Depuis la mort de Quentin, j’ai visionné quelques vidéos de la Jeune Garde, créée en 2018 pour soi-disant reprendre Lyon, la capitale des fachos. On y voit la plupart du temps des gamins terrifiés recroquevillés, se prendre des coups par des molosses en capuches dans des coins sombres à l’abri des regards. Les fachos ont sûrement causé pas mal de nuisances dans la ville, mais il semble en réalité que ce soit l’arrivée de la Jeune Garde qui, voulant éradiquer tout ce qui est facho à ses yeux, ait contribué le plus à enflammer le milieu radical lyonnais. Leur conception assez large de l’extrême droite les a amenés à violenter des militants catholiques, centristes et même des macronistes.
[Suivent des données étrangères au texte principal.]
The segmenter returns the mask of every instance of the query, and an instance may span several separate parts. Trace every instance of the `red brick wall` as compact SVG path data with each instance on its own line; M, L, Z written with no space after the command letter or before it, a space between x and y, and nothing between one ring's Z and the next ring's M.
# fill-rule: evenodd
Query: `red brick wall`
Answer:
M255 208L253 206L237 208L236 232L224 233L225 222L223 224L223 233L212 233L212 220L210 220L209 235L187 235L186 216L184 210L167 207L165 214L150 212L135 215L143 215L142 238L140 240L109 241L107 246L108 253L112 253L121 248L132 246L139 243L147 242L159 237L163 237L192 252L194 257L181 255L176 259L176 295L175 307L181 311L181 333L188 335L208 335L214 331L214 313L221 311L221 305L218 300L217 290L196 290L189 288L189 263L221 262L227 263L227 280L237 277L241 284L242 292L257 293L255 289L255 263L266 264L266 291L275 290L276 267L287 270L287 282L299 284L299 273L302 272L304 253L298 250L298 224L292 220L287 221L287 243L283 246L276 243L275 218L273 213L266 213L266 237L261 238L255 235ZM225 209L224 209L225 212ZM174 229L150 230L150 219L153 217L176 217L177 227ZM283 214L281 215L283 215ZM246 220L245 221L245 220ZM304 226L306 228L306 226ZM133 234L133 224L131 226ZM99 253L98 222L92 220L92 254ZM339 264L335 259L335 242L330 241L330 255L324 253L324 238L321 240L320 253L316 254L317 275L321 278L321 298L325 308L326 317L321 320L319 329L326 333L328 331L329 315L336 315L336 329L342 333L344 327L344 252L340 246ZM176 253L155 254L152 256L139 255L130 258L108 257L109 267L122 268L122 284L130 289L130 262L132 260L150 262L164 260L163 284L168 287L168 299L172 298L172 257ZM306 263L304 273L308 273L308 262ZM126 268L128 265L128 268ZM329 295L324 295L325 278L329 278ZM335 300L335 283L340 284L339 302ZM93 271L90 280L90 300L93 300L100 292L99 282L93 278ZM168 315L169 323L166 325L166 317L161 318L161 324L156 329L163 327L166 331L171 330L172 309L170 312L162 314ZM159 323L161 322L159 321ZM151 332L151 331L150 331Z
Oui, je le crains, avec vos airs de bon samaritain dans les médias, monsieur Arnault, c’est bien vous qui avez ramené la terreur dans la capitale des Gaules, même si vous prétendez avoir créé votre milice pour défendre les victimes de l’extrême droite. Et vous avez bénéficié, il faut le reconnaître, d’une certaine tolérance quant à vos méfaits. Pendant trop longtemps, les condamnations dont écopaient vos sbires et vous-mêmes n’avaient qu’un très lointain rapport avec celles infligées à vos adversaires, ce qui, par défaut de combattants désireux de finir derrière les barreaux, a fini par vous laisser la rue libre.

Aujourd’hui, tout a changé. Quentin est mort. Félicitations. Vous qui, à LFI, vous réclamez des révolutionnaires de 93, vous venez de rejoindre la catégorie des Joseph Fouché envoyés par la Convention pour détruire Lyon en 1793. Oh, vous n’en êtes pas là. Fouché a tué à la chaîne plus de 1600 Lyonnais. Mais depuis hier, vous êtes dans le camp des assassins.